Salah satu ancaman yang berbahaya di dalam jaman ini adalah hilangnya aspek moralitas di dalam kehidupan umat manusia. Kepemimpinan yang paling berbahaya adalah kepemimpinan tanpa moralitas. Kepemimpinan yang demikian memiliki daya hancur yang maha dahsyat. Agama yang paling berbahaya adalah agama tanpa moralitas. Agama yang demikian berpotensi menyesatkan lebih banyak orang. Dan etika hidup yang paling berbahaya adalah etika hidup tanpa moralitas. Etika dapat saja bersifat situasional (tergantung kepada kasus apa yang sedang dihadapi), namun moralitas Kristen selalu dilandaskan kepada firman Tuhan yang tertulis di dalam Alkitab.  Moralitas tidak tergantung pada situasi. Moralitas menentukan apa yang benar dan apa yang salah secara polos dan sederhana. Hidup benar jika demikian tidak lain adalah ketaatan sepenuhnya kepada moralitas yang diajarkan oleh firman Tuhan.

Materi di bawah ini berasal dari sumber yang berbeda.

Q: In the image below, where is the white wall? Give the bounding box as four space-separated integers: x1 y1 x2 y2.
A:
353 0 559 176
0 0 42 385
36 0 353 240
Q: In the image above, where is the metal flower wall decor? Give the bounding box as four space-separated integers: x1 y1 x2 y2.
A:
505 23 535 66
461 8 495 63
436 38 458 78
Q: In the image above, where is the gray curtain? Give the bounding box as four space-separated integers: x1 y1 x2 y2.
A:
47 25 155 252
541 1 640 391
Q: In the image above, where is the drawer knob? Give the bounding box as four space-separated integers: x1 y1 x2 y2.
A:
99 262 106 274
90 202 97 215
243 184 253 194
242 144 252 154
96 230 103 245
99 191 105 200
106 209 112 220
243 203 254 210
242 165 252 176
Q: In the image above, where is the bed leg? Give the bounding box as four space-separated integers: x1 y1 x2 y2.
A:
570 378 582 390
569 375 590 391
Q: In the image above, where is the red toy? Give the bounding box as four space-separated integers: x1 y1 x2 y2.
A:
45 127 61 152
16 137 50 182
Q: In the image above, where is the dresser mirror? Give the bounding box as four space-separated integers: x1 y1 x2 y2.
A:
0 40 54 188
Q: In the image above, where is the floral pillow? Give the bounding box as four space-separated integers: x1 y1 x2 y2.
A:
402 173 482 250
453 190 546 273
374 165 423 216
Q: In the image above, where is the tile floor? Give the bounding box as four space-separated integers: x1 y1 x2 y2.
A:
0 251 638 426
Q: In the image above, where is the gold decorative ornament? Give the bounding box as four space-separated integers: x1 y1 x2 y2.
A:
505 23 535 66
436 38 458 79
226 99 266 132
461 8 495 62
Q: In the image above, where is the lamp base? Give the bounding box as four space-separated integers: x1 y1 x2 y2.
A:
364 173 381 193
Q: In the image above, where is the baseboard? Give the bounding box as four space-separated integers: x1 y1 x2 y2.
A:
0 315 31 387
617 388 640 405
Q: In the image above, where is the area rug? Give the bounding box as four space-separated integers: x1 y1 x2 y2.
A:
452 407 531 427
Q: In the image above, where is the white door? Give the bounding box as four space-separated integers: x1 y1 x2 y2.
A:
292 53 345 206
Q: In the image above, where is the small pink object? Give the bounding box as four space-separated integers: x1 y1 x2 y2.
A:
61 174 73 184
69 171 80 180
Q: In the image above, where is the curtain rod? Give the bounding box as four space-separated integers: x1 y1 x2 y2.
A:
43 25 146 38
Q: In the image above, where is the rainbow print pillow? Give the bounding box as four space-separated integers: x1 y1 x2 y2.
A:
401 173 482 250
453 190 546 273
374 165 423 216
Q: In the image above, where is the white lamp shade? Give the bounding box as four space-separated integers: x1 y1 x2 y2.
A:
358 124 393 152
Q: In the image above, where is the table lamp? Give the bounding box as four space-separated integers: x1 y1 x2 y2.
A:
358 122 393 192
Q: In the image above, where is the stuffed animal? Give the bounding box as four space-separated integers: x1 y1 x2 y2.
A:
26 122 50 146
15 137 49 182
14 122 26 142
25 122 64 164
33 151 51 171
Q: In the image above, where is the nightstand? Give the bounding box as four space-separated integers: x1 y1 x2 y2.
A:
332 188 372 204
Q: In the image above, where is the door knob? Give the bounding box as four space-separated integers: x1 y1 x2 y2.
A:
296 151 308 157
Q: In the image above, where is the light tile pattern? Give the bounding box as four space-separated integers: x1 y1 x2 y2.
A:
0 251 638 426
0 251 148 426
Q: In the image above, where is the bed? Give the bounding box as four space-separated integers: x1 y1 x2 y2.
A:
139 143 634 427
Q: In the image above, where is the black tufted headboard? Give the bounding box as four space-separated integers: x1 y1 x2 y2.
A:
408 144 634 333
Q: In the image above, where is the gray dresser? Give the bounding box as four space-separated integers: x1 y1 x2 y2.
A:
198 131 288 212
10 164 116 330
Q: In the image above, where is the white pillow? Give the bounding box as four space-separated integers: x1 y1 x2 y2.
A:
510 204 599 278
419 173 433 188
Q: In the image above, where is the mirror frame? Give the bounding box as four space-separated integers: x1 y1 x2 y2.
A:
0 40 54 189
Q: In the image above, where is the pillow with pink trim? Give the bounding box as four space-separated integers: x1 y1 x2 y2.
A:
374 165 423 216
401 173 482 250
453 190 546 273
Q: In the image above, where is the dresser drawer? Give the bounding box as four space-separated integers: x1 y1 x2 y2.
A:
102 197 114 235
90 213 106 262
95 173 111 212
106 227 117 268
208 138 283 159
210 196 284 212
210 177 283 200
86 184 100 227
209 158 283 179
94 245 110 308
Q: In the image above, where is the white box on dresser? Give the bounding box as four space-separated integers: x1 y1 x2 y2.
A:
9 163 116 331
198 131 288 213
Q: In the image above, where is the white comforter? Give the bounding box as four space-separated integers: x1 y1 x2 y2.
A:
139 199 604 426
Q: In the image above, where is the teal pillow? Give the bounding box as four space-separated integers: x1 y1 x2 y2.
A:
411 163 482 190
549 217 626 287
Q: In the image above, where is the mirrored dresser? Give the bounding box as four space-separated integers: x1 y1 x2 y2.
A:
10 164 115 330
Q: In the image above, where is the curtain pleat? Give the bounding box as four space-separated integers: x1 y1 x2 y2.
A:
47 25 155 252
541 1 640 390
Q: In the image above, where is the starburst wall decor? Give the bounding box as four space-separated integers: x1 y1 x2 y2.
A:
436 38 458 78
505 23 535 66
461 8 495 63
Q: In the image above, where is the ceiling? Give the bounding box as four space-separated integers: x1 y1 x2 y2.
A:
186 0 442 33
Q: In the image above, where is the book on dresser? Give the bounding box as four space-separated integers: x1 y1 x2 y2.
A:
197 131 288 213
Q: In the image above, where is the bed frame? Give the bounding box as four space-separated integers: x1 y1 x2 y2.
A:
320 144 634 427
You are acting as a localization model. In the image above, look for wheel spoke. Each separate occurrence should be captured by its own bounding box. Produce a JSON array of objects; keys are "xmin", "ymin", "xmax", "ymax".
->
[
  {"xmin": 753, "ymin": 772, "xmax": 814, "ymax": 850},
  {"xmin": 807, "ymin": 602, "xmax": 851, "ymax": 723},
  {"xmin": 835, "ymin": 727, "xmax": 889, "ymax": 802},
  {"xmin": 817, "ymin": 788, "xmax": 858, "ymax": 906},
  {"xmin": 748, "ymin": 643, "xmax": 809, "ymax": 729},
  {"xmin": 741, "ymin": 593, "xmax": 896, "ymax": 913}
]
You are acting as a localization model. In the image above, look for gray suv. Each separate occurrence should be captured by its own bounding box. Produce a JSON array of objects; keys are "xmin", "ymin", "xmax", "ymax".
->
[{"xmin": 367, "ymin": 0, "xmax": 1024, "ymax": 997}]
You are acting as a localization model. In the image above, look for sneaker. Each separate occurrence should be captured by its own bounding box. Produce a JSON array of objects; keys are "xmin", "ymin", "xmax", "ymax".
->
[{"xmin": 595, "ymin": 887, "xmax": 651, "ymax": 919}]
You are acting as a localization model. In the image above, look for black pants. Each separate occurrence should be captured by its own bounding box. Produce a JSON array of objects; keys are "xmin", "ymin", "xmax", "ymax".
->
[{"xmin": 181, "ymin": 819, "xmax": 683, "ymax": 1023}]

Moral hidup yang benar menunjukkan bukan saja ketaatan manusia kepada Tuhan, tetapi juga hubungan antar manusia yang harmonis. Penegakan kebenaran di dalam Taurat Tuhan selalu dilandasi atas komitmen untuk taat kepada Tuhan, serta komitmen untuk mengasihi sesama manusia. Kasih kepada Tuhan (di dalam bentuk ketaatan) dan kasih kepada sesama manusia menjadi landasan hukum bagi bangsa Israel sebagai umat perjanjian (covenant community).  Pelanggaran terhadap satu aspek moral bukan saja membakar murka Tuhan, tetapi juga merusak dan melukai hubungan antar manusia. Gejala-gejala konflik antar suku bangsa, kerusuhan-kerusuhan dan tindakan-tindakan anarkis sesungguhnya adalah salah satu contoh rendahnya moral sebuah bangsa.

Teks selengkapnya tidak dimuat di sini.